Key Analyst Paints Dark Picture For Radio Industry
September 29, 2010 at 10:42 AM (PT)
DICKSTEIN SHAPIRO's annual financial session at the NAB RADIO SHOW in WASHINGTON kicked off TODAY (9/29) with a panel of investment firm partners discussing the state of radio's financial performance, led by the painting of a very dark picture for the industry by WELLS FARGO SECURITIES Dir./Equity Research MARCY RYVICKER.
Radio lost $5 billion during the recession, RYVICKER pointed out, but she noted that the entire advertising sector fell and all traditional media was down a combined 23%. "What worries me isn't what we've just been through," RYVICKER warned, pointing out that "the trend for most traditional media has been down" even before the recession. She suggested that radio's buying spree led to problems, and that radio "went after the wrong party" by targeting newspaper revenues, which went instead to the Internet. She also blamed increasing inventory and excessive leverage for radio's woes, saying that radio's leverage is "at nosebleed levels."
Radio's market cap, RYVICKER noted, has dropped from $26 billion in 2000 to $724 million in 2010; Investors appear to "hate radio," she said, blaming a "complete lack of trust" in radio operators after promises of growth went unmet and a failure to acknowledge the mistakes. Available capital is down, but she said there is "way too much leverage to make the numbers work." An ominous sign, she said, is that her own household went from being a radio household to a PANDORA household after purchase of an Internet-ready television.
RYVICKER suggested that radio needs to "embrace change," collaborate, maintain pricing and inventory integrity, recapitalize, take share from other media, invest in the core local product, use free cash flow wisely, be accountable, and plan ahead.
GE CAPITAL's RAY SHU said that most of radio's rebound growth lately has been on the national rather than local side, making the recovery in the industry "choppy at best." He expected that the credit market will not come back to radio until investors regain confidence in the industry, which he projected as likely to take 12 to 18 months. BMO CAPITAL MARKETS' LEE WESTERFIELD said that financing is available in the high-yield markets at progressively more favorable rates, and the institutional term-loan market in the $150-$180 million range is also open, but mostly to the largest operators, while banks are "still, as a rule, are reluctant to be involved in new credits in the radio space."

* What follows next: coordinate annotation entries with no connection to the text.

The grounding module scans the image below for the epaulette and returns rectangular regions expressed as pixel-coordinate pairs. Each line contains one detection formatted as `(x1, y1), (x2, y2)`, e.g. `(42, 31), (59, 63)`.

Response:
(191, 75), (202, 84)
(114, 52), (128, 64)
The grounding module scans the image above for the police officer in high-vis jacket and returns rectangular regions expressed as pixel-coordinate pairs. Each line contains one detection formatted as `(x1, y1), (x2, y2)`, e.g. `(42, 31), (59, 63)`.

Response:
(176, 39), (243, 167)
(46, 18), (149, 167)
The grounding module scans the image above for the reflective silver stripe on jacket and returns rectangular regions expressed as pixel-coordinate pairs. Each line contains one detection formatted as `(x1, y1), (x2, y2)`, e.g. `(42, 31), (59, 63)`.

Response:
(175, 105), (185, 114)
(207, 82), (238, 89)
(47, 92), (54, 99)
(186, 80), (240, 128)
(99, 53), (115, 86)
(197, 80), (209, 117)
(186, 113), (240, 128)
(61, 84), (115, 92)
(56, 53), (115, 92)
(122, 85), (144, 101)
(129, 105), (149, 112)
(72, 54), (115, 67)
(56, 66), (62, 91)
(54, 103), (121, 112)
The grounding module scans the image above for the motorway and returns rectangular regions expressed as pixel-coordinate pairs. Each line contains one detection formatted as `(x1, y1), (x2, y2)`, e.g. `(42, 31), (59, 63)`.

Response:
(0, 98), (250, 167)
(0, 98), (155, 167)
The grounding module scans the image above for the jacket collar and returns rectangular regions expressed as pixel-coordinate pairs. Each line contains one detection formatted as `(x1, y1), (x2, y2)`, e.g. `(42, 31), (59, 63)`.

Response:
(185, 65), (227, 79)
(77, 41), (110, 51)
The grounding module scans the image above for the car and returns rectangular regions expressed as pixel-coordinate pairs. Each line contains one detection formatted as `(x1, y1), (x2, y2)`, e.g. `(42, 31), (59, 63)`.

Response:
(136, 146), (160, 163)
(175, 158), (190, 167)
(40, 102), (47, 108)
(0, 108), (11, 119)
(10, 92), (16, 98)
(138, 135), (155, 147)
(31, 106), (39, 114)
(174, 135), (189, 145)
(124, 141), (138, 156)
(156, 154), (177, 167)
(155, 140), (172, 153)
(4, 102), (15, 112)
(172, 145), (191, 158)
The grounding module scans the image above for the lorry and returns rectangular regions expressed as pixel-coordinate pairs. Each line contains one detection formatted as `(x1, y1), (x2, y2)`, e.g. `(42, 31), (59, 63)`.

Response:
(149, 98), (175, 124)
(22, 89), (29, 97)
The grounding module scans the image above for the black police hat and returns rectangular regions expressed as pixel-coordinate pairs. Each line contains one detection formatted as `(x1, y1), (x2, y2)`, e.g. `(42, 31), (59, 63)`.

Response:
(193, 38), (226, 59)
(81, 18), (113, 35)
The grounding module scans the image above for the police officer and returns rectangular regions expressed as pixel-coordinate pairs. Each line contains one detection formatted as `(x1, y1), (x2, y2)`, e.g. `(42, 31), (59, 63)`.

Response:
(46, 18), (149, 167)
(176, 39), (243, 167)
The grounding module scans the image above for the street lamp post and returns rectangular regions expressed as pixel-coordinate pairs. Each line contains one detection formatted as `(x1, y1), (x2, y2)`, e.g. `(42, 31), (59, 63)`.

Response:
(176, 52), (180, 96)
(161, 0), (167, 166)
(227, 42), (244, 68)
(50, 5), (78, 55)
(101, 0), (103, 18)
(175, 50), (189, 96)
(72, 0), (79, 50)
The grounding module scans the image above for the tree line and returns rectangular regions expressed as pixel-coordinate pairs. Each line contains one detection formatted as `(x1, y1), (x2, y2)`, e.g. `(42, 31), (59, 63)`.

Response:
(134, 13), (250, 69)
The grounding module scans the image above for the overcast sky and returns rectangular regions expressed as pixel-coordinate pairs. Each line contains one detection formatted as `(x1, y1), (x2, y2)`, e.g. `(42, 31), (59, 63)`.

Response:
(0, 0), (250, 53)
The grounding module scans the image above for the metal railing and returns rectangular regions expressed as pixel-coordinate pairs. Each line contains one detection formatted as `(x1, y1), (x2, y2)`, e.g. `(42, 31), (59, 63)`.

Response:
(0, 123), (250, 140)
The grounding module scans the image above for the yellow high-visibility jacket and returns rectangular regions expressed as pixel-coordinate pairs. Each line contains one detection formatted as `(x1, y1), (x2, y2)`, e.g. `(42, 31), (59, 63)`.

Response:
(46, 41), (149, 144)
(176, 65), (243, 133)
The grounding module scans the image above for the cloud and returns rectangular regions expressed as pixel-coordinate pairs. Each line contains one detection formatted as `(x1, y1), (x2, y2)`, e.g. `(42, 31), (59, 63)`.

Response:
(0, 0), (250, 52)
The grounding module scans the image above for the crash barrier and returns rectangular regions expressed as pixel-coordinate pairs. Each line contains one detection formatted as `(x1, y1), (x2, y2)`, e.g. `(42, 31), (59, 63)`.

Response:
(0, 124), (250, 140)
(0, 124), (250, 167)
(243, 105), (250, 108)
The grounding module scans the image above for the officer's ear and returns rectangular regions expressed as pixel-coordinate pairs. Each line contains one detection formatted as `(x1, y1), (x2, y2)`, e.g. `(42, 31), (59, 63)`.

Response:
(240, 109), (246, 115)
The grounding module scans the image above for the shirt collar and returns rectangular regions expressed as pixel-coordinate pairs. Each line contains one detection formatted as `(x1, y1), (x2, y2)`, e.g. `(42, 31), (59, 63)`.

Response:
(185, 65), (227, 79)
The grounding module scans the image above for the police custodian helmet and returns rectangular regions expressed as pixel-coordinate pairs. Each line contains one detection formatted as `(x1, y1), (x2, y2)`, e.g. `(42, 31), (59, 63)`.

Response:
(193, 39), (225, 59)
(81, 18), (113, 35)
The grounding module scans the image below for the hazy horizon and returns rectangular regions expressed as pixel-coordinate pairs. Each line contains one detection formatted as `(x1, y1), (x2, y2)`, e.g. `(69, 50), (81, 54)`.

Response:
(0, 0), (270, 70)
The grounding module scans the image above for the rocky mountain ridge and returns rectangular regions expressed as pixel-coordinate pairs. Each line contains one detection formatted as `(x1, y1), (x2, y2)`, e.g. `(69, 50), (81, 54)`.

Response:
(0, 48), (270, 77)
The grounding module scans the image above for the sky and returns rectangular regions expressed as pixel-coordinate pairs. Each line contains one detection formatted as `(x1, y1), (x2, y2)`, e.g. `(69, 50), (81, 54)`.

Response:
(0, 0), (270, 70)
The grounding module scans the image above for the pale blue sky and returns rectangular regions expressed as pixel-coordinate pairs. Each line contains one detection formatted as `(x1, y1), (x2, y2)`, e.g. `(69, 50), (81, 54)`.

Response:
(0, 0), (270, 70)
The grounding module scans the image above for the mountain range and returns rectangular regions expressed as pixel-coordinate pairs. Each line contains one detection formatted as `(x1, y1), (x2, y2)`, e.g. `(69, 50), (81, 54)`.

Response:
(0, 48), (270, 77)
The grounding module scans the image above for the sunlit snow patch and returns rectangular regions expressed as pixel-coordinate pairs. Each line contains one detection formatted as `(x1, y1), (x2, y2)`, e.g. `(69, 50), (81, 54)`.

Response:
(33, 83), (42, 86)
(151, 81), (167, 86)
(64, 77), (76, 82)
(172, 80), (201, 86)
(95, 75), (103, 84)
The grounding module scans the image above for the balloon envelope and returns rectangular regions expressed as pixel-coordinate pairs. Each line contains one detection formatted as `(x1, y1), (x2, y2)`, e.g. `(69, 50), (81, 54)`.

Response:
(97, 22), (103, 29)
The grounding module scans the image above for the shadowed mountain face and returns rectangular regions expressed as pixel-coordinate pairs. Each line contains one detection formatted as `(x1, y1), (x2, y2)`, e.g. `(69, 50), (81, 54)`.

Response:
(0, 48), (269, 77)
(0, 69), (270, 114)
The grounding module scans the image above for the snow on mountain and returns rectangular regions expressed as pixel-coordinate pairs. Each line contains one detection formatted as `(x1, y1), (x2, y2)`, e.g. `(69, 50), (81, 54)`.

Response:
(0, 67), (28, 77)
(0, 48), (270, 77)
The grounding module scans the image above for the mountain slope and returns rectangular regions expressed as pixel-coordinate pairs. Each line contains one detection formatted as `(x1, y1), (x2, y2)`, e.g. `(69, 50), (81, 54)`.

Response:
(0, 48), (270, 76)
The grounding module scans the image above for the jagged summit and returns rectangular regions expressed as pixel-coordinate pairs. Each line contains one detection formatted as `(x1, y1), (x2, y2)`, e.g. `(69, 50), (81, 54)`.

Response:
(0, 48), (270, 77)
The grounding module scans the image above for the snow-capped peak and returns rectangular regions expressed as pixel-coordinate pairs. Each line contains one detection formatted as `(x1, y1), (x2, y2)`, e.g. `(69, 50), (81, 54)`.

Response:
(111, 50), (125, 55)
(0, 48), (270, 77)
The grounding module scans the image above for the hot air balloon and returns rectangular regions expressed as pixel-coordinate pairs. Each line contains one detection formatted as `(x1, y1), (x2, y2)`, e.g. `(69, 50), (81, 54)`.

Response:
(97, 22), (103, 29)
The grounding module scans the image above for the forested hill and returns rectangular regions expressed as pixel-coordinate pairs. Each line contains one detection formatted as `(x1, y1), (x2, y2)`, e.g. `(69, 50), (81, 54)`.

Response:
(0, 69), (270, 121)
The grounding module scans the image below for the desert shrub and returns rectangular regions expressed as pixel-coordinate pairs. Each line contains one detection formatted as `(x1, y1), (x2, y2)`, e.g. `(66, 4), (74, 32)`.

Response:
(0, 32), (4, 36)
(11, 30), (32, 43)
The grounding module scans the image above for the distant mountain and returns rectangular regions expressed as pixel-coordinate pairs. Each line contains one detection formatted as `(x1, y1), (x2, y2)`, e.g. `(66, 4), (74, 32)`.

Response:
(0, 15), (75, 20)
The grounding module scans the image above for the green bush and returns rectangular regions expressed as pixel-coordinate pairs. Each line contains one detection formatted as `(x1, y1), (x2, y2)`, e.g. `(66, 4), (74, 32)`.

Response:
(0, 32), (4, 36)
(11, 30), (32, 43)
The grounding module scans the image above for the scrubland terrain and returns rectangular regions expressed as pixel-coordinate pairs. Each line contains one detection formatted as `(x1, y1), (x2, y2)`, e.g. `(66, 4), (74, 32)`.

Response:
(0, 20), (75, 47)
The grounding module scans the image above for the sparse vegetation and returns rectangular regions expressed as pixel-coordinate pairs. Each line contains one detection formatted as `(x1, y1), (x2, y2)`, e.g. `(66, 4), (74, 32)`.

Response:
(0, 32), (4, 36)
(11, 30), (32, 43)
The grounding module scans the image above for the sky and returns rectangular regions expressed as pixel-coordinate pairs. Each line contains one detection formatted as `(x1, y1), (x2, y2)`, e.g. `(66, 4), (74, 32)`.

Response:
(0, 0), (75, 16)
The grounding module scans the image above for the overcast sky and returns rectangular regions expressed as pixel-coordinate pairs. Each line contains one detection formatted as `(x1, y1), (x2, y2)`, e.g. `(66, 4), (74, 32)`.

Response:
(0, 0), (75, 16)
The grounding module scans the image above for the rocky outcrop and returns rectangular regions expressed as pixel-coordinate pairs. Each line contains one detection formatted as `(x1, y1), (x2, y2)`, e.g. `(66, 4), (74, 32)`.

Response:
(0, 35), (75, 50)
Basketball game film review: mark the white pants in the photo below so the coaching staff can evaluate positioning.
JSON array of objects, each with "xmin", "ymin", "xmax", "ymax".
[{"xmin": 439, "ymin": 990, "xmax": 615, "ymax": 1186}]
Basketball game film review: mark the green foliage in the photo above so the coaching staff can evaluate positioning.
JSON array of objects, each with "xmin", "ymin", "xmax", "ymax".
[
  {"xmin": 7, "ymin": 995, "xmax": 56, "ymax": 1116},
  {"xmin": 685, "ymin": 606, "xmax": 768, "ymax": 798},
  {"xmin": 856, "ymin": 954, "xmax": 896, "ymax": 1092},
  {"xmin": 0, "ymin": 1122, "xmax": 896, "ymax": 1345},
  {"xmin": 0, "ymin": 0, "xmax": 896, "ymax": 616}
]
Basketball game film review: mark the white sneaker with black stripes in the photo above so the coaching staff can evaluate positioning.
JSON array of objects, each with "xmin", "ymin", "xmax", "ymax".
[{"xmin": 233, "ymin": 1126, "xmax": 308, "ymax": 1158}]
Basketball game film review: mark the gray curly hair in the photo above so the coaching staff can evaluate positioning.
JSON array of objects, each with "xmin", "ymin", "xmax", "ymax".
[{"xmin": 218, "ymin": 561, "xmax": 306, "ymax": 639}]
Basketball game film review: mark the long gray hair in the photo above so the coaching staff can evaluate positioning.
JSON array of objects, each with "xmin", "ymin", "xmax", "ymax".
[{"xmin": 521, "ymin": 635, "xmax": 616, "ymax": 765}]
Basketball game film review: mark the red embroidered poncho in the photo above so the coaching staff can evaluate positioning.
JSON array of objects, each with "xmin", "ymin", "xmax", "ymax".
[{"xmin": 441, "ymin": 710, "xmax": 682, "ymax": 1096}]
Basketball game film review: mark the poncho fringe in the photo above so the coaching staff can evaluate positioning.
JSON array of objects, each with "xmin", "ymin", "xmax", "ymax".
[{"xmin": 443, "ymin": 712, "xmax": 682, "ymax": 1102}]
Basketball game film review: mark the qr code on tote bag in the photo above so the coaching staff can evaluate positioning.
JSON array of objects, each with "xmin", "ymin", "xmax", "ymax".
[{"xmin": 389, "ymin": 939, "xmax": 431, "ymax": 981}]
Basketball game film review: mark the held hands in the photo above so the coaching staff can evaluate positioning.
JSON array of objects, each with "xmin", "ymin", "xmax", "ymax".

On refinancing, ATALAYA CAPITAL MANAGEMENT's MICHAEL BOGDAN said that capital is available if leverage is not too high. "The world that we live in," he said, "is not a 10-times world." ARLINGTON CAPITAL PARTNERS' PERRY STEINER said that "there is a very limited amount of equity" available for radio deals. "What private equity firms like to see is stability and predictability," STEINER said, noting that the radio industry has not offered those attributes but saying that his own firm is "bullish" on radio in the long term as a "great free cash-flow business."